- Born: 1899 Bellair, Durban, Colony of Natal
- Died: 1996 (aged 96–97)
- Education: Royal College of Art Durban School of Art
- Occupation: Sculptor
- Notable work: Flower Sellers; the John Ross statue; architectural sculptures at Addington Children's Hospital
- Awards: Royal College scholarship

= Mary Stainbank =

South African sculptor (1899 - 1996)

Mary Agnes Stainbank (1899–1996) was a South African sculptor.

== Early life ==

Stainbank born in 1899 on the farm Coedmore in Bellair, Durban, Colony of Natal. She was educated at St. Anne's Diocesan College at Hilton, Colony of Natal. She trained at the Durban School of Art from 1916 to 1921 under John Adams and Alfred Martin, and from 1922 to 1924 at the Royal College of Art, London, under William Rothenstein and Frederick John Wilcoxson. She was awarded a Royal College scholarship in 1925 and studied bronze casting at an engineering firm in London.

== Working life ==

On her return to South Africa in 1926 she established a sculpture studio – Ezayo - on the Coedmore estate where, between 1926 and 1940, she produced her finest work. she was influenced by Eric Gill and Jacob Epstein.

Though credited with introducing a modern school of sculpture to South Africa during her early career, she was often criticized for her use of avant-garde images. Her choice of African subject matter and her use of sharp, angular forms and distortion of limbs to depict her subjects shocked the largely conservative viewers of the time, who were used to the romantic-realist style. As a result, her sculptures did not appeal to the buying public of the day. Many of her freestanding sculptures were shown during the 1930s at exhibitions organized by the Natal Society of Artists.

After service in a military drawing office during World War II she was appointed as head of the sculpture department at the Durban School of Art, where she lectured until 1957.

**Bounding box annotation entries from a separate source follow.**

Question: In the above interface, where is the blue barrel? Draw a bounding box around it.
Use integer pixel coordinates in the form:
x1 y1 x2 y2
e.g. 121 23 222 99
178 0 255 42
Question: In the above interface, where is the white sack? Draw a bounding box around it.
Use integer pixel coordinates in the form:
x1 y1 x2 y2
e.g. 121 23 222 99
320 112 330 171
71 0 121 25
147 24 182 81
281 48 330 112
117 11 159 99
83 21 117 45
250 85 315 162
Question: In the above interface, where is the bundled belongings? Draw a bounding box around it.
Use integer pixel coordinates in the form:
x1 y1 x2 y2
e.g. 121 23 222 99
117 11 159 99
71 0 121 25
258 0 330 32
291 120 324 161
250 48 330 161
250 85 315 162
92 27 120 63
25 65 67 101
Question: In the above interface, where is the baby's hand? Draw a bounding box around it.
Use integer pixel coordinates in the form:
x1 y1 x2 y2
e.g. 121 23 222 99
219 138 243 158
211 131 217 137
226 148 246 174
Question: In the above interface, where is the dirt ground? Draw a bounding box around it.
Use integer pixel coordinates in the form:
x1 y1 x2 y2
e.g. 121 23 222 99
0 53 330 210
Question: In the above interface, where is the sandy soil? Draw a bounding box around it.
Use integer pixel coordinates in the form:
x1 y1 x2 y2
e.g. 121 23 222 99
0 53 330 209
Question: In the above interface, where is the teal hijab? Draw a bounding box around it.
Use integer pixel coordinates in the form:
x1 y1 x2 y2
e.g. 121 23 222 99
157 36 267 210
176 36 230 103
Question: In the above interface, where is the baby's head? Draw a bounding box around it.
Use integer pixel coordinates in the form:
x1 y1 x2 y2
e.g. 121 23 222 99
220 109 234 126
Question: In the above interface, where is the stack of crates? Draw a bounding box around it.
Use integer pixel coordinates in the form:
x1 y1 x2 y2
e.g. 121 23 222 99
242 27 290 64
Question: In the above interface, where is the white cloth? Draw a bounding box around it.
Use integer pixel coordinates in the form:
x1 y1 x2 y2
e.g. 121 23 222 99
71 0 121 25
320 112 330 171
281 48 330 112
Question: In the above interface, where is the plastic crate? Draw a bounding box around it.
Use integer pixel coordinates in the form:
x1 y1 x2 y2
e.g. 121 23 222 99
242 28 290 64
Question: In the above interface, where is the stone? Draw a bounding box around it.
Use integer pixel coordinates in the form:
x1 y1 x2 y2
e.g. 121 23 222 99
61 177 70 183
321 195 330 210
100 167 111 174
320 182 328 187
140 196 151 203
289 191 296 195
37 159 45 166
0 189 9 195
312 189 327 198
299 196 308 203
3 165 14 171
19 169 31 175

Though her work did not sell, she continued to create sculptures, which were housed in her studio at Coedmore. In the 1980s, a large body of these works went on display at the Old Parliament Buildings in Pietermartzburg. This collection was subsequently transferred to the Voortrekker/Msunduzi Museum in Pietermaritzburg. With the restructuring of that museum, the work was returned to the Stainbank family.

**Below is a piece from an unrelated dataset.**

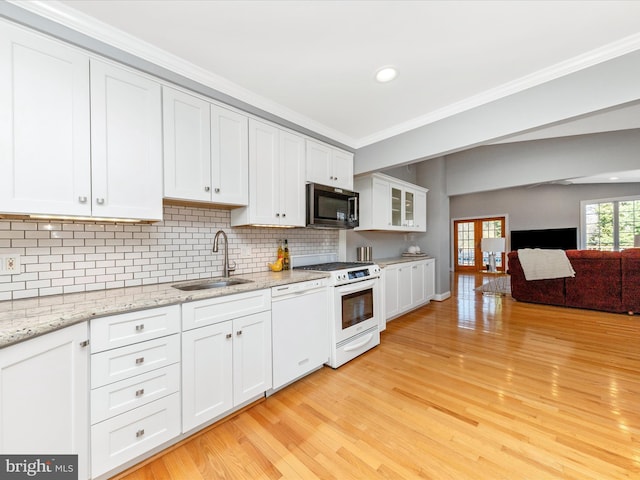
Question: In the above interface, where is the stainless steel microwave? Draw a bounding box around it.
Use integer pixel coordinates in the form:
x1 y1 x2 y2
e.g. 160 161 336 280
307 183 359 229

== Mary Stainbank Memorial Gallery ==

The Stainbank collection is generally regarded as the largest body of work by a single artist in South Africa to have remained intact. The collection is housed at the Mary Stainbank Memorial Gallery at Coedmore, the original Stainbank family estate, where the family settled in the 1880s.

== Works ==

During her career, Stainbank produced many portraits of the people who lived on the Coedmore estate as well as architectural commissions that she received. These include decorations on buildings, in Durban, such as the Children's Hospital at Addington Beach and the government offices in the CBD.

Her many public sculptures in Durban include the Flower Sellers; her gargoyle-like figures on the old Receiver of Revenue building; the pediments and ceramics at the old Addington Children's Hospital and the bronze sculpture of John Ross standing on Durban's Victoria Embankment. The reredos in the church of All Saints Maidstone was done by Stainbank. She designed the Springbok trophy for the South African Polo Association and produced the architectural decorations for the Port Elizabeth Magistrates' Court.